第5話 淡雪

 翌朝、気が付くと、俺は小屋の前に横たわっていて、側にはあかりさんがぴったりくっついていた。

 よかった。あの後、敵の攻撃もなく雪も降らなかったんだ。小屋はまだ燃えていて、星さんが俺の言いつけに従って火を守ってくれたのだろう。

 起き上がろうとするが、身体が動かない。もがいていると星さんが気づいたようで、むくっと起き上がった。

「ゆうくん。無理に動かないで。傷は多分ふさがったと思うけど、すごい熱が出てる。それでね、ナタ貸して」

 自分はまだしっかりナタを握り締めていた。こいつが無かったら一貫の終わりだった。これを置いていてくれた人には感謝だな。


 小一時間くらいしただろうか。星さんが、何かを持ってきて、俺の上にべしゃっとかけた。

「何ですか、これ?」すごく生臭いし、冷たく湿っている。でも熱があるせいかちょっと気持ちいい。

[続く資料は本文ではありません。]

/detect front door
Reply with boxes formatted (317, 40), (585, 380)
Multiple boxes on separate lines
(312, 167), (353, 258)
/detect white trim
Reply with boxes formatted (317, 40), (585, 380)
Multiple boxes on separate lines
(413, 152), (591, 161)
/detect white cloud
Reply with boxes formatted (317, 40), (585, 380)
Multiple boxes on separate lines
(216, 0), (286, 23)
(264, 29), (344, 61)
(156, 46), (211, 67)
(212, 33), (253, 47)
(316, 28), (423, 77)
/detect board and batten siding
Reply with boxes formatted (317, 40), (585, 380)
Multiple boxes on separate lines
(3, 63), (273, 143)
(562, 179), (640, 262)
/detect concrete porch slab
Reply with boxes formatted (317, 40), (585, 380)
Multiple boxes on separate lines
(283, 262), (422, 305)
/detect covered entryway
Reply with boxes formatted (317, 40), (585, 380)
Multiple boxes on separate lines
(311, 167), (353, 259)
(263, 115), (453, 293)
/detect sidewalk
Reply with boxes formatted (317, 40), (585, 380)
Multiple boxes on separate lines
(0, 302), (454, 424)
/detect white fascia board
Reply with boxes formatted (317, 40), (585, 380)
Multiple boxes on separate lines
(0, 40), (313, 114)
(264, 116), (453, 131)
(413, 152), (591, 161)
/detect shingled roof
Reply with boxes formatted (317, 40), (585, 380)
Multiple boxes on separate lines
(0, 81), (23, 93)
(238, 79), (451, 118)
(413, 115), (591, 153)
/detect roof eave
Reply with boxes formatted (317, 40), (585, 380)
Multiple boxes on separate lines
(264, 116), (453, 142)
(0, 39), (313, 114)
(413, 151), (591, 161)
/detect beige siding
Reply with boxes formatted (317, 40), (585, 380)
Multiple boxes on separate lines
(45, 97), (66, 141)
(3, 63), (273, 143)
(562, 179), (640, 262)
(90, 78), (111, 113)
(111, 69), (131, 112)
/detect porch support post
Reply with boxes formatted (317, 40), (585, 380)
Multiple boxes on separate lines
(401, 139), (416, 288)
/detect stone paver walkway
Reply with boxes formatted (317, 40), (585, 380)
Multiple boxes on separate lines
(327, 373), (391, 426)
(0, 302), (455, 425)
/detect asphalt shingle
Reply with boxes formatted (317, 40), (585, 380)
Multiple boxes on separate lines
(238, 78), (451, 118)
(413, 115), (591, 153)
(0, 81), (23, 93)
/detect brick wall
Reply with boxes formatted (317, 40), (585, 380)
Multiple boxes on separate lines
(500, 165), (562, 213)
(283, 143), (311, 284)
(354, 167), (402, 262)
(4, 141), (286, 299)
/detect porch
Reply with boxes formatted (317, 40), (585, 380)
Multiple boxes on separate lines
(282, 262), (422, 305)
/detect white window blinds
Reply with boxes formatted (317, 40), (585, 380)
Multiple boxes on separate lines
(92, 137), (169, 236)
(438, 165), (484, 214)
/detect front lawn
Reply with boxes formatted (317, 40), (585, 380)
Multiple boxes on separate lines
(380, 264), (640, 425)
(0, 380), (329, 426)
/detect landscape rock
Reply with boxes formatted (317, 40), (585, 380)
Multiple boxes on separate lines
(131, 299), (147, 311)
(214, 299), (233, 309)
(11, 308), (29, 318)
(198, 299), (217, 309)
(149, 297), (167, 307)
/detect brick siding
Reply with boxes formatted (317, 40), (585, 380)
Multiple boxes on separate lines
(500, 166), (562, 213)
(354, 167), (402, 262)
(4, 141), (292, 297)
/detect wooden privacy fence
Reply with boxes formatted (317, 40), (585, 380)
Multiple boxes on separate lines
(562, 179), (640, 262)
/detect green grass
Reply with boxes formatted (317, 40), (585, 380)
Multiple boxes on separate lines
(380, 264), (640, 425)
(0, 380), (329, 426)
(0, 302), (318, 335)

「これはー、ゆうくんがやっつけた獣の皮だよー。動物の皮剥いだのは初めてだけど、それなりになんとかなったかなー。足りなければまだあるんでいでくるね。それに、後でお肉も焼いてみよう!」

 生皮だとそのうち腐ってしまうだろうが、まあ小屋を失ったつなぎとしては上々かもしれない。それに、肉が食べられるのは有難い。

「でね、ゆうくん。ゆうくんがやっつけたやつなんだけど、なんか角とか牙とか生えてて、私の知ってる山犬とか狼とかいうのとなんか違うんだよねー。この世界のやつなのかなー」

 自分の眼で確かめたいのだが、如何せん身体が動かないし、そういう事にしよう。


 お昼には久々に肉を食べ、その後、星さんは獲物の解体を続けていた。しかし、午後になって、俺の左肩の張れはますますひどくなり、熱も上がってきたようだ。寒気がひどく、昼に食べたものも吐いてしまった。星さんが世話をしてくれるが、小屋が無い状況で、今夜雪でも降ったらと思うと、気が気ではない。それにまた獣の夜襲が無いとも限らない。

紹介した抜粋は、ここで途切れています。